The Petroleum Ministry on Tuesday rejected a petition by oil marketers for exclusion of cheaper fuel in this week’s monthly review in a push aimed at denying motorists the benefits of low crude prices.
Marketers were pushing the energy regulator to base its review of retail fuel prices starting May 15 on the March crude cost of $35.58 a barrel and not the April average of $26.63, saying they were unable to sell 40 percent of the expensive fuel due to Covid-19 restrictions.
“The way fuel pricing is done in Kenya is guided by the law and not at anyone’s discretion.

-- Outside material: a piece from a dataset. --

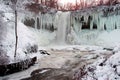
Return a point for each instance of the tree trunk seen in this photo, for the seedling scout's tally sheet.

If they wanted any change in the approach, they would have to wait until when a new legal notice is being drafted to put in such conditions,” said Mr Kamau.
“The formula is even audited and EPRA (Energy and Petroleum Regulatory Authority) cannot just change it due to some request from marketers,” he said.
Fuel prices would have been little changed had the State yielded to the marketers’ pressure to include 40 percent of expensive unsold fuel meant for consumption in the month to May 14 in the coming monthly review and exclusion of cheaper shipments, the regulator warned.
The State imposed a daily dusk-to-dawn curfew and barred movement into and out of five counties most affected by the virus, including Nairobi and Mombasa.
The marketers argue that the restrictions have sapped demand for diesel and petrol.
Retail petrol prices dropped by the biggest margin since Kenya started controlling fuel prices in 2010 with super fuel being cheaper for the first time than diesel.
Motorists in Nairobi have since April 15 been paying Sh92.87 per litre of super petrol from Sh110.87 in March, representing a Sh18 drop while diesel dropped Sh4.09 to Sh97.56.
The regulator said diesel prices were computed using expensive February cargo prices, promising deeper cuts in May to reflect the fall of the commodity in the global markets.
But the marketers were pushing for the cuts to be delayed to allow them exhaust the fuel they bought in March, arguing that they face losses amounting to billions of shillings.
“Demand for PMS (petrol) and AGO (diesel) in the month of April declined by approximately 40 percent. This disruption of sales has therefore led to accumulation of older priced cargoes in the system which pose a significant commercial exposure to marketers in the next price review,” the oil marketers representative and general manager at KenolKobil, Martin Kimani, petitioned the minister on May 6.
“EPRA to consider an adjustment for the cost of 40 percent of the cargoes factored in the April-May 2020 pricing cycle and include in the next review,” added the petition seen by the Business Daily.
Mr Kimani asked the regulator to exclude two cargoes of cheaper fuel shipped into the country in April for the May price review and estimated to have been based on crude prices at $26.63 a barrel.
“This will give marketers the much needed grace period to sell the expensive inventory,” added Mr Kimani.
The cheaper fuel is linked to the plunge in crude oil prices after a fallout between Saudi Arabia and Russia to cut production in the wake of coronavirus, which has also cut demand for energy on reduced economic activities.
The government introduced the monthly fuel price reviews -where it sets the maximum price in the middle of the month- in late 2010 following a surge in retail prices of fuel.
Costs of energy and transport have a significant weighting in the basket of goods and services used to measure inflation in Kenya.